Among the indigenous peoples of sub-Saharan Africa, headdresses have long been worn as a sign of cultural identity and social status.
Imbued with symbolism, they are an art form unto themselves, differing widely from culture to culture.
During royal court affairs, Bamileke tribal chiefs and dignitaries in the Cameroonian Kingdoms wear a spectacular headdress known as the Tyn, or Juju hat. Woven onto a raffia base, its long feathers splay out into huge circles, making the Juju hat a piece of impactful wall art.
The highly individualized hats of the Lega People from Congo on the other hand, are completely different. Small, precious and conical in shape, with an emphasis on a central decorative protrusion sometimes incorporating a bird’s beak, Lega hats are densely decorated with shells, buttons and other artifacts, covering a woven raffia base.

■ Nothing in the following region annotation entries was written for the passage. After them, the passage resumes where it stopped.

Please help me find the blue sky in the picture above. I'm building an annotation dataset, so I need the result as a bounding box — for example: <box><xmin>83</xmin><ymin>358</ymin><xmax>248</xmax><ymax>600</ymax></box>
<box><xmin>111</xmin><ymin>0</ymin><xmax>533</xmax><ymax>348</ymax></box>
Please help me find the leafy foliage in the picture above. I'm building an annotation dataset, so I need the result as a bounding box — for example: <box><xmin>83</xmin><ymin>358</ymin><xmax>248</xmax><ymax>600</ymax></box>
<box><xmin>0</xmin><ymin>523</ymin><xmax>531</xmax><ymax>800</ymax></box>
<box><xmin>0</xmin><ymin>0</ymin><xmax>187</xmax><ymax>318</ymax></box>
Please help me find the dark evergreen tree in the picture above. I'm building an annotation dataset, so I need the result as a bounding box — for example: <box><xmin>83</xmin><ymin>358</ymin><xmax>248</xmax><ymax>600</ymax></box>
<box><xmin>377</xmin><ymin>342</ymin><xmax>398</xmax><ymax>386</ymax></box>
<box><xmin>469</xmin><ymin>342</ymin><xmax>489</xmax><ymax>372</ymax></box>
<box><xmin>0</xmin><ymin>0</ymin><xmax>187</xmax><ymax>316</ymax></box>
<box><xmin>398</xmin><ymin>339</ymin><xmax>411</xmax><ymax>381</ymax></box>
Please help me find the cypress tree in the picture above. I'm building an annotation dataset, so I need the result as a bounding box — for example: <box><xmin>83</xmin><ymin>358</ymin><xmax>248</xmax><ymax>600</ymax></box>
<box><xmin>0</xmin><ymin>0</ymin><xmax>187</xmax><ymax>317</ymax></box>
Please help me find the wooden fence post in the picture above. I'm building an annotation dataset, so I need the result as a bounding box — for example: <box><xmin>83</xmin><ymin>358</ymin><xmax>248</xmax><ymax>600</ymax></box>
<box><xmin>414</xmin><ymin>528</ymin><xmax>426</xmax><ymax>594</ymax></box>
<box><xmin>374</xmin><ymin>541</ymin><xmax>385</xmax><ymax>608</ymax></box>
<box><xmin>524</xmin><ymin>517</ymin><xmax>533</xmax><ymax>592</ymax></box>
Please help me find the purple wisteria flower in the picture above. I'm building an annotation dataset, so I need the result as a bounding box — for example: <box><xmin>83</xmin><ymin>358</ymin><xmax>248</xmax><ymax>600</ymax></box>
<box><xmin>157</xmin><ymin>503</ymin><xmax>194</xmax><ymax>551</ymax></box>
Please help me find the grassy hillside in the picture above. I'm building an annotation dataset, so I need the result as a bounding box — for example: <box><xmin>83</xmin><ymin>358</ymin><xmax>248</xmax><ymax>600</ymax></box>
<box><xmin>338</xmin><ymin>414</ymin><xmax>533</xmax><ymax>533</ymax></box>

The “Botolo” or chief’s hat, from the Ekonda People, also in Congo, are highly idiosyncratic raffia hats, built up into a pagoda-like tower of successively smaller hats, stacked on top of each other. Despite their deep roots in tribal tradition, these hats resemble a surrealist sculpture: a hat, upon a hat, upon a hat, upon a hat, until one imagines reaching the sky. The large polished metal disks that are often attached to the overall structure only add to the impact of these magical objects.